Saturday, September 2, 2017

Remembering Brian Epstein

Current events kept me from commenting on this event in Beatles history on anniversary of the day, but it was fifty years ago this past Sunday (August 27) that Brian Epstein, the Beatles' legendary manager, died of an accidental drug overdose.
The son and grandson of department store owners in Liverpool, Brian Epstein had been the Beatles' older-brother figure, a manager who took care of their needs and always gave them an honest deal.  An introvert in an outgoing Jewish family (and also a closeted homosexual at a time when his sexual orientation was illegal in Britain), he discovered his talent for promotion and for presentation when he took over the management of the record store his family opened in central Liverpool.  His customers' interest in a record the Beatles had made in Germany was what brought the group to his attention.
Epstein wasn't an ethically dubious man like most pop impresarios, and he knew that the Beatles had talent when he discovered them in 1961, and he could see their ability to make it to the top at a time when electric-guitar music was in decline (as it is today).  His refined manner and polished demeanor would make him as much a celebrity as the Beatles themselves, and he also guided other Liverpool acts - Gerry and the Pacemakers, Billy J. Kramer, and Cilla Black - to stardom.  But the Beatles remained his biggest success and his most personal concern.
In the last year of his life, Epstein  had little to handle for the Beatles once they stopped touring, and he fell into a depression.  Many people still say he committed suicide, but there are two facts that dispel that theory. First, his father had died in July 1967, and he would not have burdened his mother with another family death by deliberately killing himself.  Second, though he had been in a bad mood for much of the summer of 1967, the near end of the season found him in good spirits.  He was already looking forward to life beyond the Fab Four after having failed to convince them to continue annual concert tours (although there was talk of a one-night-only Beatles concert in New York to promote Sgt. Pepper, with backing from the New York Philharmonic Orchestra under Leonard Bernstein's direction).
Epstein had planned to travel to the United States and spend the month of September 1967 in New York and Los Angeles (and celebrate his thirty-third birthday in the States on the 19th).  I have been led to understand (but I can't say for sure if this is true) that he was planning to get involved in a stage production in New York.  He'd already been a successful show producer in London, having owned and operated the Saville Theatre there.  The plan was to arrive in New York, where he was to confer with his American business associate Nat Weiss, and look for apartment in the city; he was due to arrive in New York on Saturday, September 2, at the start of the American Labor Day holiday.  Ironically, he died during the British summer bank holiday the previous weekend; after failing to find any diversions at his country house in Sussex, he returned to London and - despite his ongoing battle with drug addiction - he took some sleeping pills to overcome an apparent bout of insomnia.  He took too many, and he died in his sleep.
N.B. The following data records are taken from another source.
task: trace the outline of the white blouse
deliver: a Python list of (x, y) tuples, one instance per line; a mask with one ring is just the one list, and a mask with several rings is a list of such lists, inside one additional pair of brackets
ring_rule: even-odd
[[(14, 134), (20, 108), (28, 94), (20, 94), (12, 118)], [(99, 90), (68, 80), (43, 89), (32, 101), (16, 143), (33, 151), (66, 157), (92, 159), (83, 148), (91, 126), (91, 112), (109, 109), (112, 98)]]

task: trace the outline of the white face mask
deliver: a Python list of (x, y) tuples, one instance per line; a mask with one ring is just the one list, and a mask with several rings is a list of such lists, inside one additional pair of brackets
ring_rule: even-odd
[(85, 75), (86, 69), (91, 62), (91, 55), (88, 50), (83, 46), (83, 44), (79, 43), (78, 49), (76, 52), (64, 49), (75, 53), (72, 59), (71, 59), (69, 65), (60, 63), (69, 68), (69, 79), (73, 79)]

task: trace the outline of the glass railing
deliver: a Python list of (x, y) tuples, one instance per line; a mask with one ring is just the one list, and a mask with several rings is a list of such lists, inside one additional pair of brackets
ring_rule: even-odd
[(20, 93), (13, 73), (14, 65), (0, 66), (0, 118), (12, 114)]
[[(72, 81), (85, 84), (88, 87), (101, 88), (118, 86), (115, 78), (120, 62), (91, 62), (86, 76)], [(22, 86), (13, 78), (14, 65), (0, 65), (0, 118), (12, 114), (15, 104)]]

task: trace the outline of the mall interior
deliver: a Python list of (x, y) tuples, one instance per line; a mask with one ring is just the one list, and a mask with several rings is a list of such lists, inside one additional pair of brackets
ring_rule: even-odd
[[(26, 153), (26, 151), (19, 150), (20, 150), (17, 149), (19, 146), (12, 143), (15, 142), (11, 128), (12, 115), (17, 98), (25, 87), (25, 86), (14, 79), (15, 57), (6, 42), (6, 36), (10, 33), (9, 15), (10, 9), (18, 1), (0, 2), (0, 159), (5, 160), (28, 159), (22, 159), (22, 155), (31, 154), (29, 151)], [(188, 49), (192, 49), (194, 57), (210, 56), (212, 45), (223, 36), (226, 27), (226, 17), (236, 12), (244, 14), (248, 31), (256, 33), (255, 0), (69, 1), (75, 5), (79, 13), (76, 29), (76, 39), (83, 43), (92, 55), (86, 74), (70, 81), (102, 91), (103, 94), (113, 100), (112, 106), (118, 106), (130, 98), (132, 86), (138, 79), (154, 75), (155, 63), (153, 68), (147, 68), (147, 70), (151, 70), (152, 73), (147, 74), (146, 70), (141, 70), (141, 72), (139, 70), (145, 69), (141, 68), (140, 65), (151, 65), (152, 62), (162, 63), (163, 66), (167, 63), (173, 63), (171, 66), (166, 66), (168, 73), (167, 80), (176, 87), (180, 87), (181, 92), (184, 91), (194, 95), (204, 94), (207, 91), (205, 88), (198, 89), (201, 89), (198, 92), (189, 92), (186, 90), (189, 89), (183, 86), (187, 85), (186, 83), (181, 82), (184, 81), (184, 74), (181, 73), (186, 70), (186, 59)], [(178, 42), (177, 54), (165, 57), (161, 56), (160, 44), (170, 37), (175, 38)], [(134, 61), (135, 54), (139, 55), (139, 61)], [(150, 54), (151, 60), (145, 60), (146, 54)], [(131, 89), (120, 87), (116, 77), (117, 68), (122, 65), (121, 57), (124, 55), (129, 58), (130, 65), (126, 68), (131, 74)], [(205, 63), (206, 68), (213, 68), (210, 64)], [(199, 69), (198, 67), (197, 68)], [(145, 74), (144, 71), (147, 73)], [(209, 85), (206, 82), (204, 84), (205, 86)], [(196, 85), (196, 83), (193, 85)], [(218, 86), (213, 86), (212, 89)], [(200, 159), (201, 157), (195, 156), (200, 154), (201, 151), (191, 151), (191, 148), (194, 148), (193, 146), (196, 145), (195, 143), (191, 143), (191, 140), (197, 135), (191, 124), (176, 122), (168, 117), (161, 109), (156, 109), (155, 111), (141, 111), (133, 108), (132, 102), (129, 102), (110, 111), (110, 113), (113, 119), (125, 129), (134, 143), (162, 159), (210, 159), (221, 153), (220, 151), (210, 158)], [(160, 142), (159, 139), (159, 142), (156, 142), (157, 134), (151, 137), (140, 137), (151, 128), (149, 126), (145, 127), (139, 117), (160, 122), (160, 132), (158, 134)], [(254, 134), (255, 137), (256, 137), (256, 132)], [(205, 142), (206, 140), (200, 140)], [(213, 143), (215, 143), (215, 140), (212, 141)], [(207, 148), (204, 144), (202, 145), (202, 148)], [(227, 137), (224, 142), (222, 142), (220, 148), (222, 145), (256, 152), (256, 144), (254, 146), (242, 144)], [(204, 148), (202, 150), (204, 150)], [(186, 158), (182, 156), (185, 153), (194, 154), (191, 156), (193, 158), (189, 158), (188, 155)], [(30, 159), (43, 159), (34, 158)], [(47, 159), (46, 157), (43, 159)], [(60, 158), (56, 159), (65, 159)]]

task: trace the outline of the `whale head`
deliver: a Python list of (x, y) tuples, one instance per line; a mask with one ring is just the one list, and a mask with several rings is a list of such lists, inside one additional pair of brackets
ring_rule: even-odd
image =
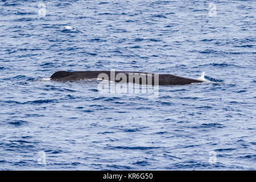
[(65, 71), (60, 71), (52, 74), (51, 79), (59, 80), (70, 75), (70, 72)]

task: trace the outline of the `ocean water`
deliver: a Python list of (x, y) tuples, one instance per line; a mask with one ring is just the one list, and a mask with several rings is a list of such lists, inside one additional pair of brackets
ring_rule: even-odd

The Beatles remain Brian Epstein's legacy.  Sadly, his influence did not extend to pop management itself.  A rarity among music moguls, Brian Epstein was a man who always honored a deal - the Beatles had to play shows for a pittance well into the earliest stages of Beatlemania because the deals had been made before they became famous, and Epstein thought it was unethical to renegotiate deals with promoters for more money - and he was more comfortable with a handshake than a signed document to seal a deal.  He also took care of all his artists and groomed them for success - it was he who got the Beatles to wear suits - and he never exploited any of them the way Colonel Tom Parker exploited Elvis Presley.  But Epstein was a minnow in a pool of sharks.  He could never have competed with the likes of Allen Klein or David Geffen; he was just too damn honest, and he was too much of a gentleman to play hardball.
Had Epstein lived (he would have turned 83 this year), the Beatles might have stayed together for some time into the 1970s, and the financial disputes that tore them apart might have been averted.  For all of the independence the Beatles exhibited in Epstein's last year on this earth, making him look like a manager in name only, the foursome needed him more than he needed them.  After being told that Brian had died, John Lennon thought to himself, "We're f--ked now."